1.5/30 Fables: Animal Farm
This is the second in a series of graphic novels about fairy tale characters who have been driven from their homeland by a great evil and taken refuge in New York City-- think OUAT but better and all characters have their memories. I started reading them because of The Wolf Among Us video game/interactive story and they're quite good so far, though given the game's focus on Bigby Wolf (yes, the big bad wolf), I thought he would be the main character of the novels. Not so; this story focused on Snow White and Rose Red attempting to quell an uprising at the farm where all the non-human Fables live who can't afford glamours to make them look human. I've read the odd comic book/graphic novel in the past, but none that I cared to pursue the entire series of. I'm excited to start with this one!
Rating: 4/5 stars
2/30: Tarzan of the Apes by Edgar Rice Burroughs
One thing I love about literature from different time periods is how it snapshots a culture, a way of thinking that's so different from our own, even if we know it now to be wrong. Burroughs definitely portrays (and fully believed in himself) a very racist and classist view of the world-- blacks are either savage or silly, white aristocracy always asserts its dominance, and macho manly-manness complete with dirt, nakedness, hunting, killing, dispassion, and lots and lots of muscles is ideal. To him, Tarzan is Perfect because he is both a grunt-spit-kill-flex 'primal' man by necessity and an aristocrat by birth, which of course means that he can read and write despite hearing no spoken language and can learn French and how to drive a car in like a month. (Learning nouns from pictures, maybe, but who could figure out what 'of' and 'the' mean without communication? Oh wait, aristocrats, I guess.) Burroughs calls Tarzan a god probably twice per page, especially after he kills something and uses his manly muscles to make Jane swoon and want him forever.

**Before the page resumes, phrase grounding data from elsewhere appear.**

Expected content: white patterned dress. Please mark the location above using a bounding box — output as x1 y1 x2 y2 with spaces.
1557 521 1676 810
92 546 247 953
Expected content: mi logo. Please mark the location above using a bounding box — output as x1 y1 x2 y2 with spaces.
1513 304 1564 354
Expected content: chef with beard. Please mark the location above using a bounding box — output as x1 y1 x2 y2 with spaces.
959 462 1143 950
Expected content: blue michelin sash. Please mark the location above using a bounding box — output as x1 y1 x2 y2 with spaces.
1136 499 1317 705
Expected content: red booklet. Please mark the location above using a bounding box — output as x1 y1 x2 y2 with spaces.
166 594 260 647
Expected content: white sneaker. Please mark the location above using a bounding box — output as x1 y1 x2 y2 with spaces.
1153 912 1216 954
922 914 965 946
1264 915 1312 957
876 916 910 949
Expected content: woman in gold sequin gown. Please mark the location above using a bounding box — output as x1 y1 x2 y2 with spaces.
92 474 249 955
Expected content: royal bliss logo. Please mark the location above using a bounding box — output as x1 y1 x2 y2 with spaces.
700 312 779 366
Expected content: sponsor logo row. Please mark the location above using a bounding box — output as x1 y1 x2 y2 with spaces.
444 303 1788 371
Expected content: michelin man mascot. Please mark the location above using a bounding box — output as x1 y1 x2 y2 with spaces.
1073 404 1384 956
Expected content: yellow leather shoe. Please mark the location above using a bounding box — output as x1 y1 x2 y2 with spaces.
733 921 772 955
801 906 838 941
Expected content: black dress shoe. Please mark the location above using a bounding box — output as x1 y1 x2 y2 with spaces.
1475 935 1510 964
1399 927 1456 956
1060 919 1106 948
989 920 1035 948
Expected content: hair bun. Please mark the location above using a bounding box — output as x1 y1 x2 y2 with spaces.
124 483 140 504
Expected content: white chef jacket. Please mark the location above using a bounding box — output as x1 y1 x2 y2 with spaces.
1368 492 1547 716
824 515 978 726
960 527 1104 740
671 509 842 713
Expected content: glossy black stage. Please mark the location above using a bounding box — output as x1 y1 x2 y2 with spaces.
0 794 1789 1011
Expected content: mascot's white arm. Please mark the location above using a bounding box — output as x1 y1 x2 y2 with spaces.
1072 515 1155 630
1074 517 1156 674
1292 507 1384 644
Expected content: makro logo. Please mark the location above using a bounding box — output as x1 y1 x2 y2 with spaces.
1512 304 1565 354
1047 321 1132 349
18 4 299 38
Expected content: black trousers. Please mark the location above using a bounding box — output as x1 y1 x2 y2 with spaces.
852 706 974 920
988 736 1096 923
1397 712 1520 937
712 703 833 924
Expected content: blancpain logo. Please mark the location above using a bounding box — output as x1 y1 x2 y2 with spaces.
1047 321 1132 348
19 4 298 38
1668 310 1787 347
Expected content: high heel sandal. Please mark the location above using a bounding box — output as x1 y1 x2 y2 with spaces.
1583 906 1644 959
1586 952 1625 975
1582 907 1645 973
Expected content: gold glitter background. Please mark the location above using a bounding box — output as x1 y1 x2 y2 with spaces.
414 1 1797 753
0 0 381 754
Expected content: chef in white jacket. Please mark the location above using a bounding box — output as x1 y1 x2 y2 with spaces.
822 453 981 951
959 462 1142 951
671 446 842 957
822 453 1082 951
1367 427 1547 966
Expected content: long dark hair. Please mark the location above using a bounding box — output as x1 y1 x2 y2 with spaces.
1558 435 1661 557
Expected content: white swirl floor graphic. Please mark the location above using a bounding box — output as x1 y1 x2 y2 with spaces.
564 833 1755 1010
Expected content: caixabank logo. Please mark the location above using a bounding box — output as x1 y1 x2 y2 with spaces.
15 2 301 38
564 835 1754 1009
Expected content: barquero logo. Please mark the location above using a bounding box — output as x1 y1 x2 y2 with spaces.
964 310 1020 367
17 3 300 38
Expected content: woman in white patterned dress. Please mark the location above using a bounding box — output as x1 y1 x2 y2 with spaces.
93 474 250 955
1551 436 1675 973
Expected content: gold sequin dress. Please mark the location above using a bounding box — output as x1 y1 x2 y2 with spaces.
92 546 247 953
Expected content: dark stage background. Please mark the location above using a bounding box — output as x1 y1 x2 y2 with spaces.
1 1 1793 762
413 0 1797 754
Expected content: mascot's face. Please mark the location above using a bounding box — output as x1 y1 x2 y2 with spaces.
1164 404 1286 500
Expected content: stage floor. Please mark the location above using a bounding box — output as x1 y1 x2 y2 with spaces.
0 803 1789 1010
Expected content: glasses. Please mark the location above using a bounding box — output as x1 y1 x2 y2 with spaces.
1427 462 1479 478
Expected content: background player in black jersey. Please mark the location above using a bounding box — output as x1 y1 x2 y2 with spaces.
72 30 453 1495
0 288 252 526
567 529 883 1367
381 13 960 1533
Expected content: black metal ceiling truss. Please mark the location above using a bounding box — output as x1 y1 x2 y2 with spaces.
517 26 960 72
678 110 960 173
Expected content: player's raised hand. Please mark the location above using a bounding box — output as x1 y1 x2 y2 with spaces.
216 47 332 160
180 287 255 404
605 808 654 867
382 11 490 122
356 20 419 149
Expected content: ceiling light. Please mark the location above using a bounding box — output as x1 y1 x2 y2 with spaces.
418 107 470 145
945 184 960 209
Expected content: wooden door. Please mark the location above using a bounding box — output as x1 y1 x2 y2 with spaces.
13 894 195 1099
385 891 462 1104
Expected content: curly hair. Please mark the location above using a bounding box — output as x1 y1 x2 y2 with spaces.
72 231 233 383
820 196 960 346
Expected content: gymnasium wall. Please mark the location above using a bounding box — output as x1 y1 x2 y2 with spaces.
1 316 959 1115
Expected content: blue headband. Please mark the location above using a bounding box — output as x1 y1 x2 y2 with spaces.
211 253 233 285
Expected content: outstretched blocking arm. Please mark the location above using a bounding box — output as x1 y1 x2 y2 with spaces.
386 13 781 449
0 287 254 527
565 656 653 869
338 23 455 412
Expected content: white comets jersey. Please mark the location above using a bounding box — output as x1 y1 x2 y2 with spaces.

Can you tell I am greatly amused by this book? I can definitely see why it has its place in the adventure genre's canon, especially since it plays to the Rich White Male ego that was so prevalent at the time. But for today's standards it was not very well written and resulted in lots of chuckles and eye rolls because much like primitive man, Burroughs likes to beat people over the head with things, only he uses words like 'forest god' and 'primeval man' instead of sticks. Hey, maybe he's an aristocrat!
Rating: 3.5/5 because I found it rather funny. It was worth reading for sure.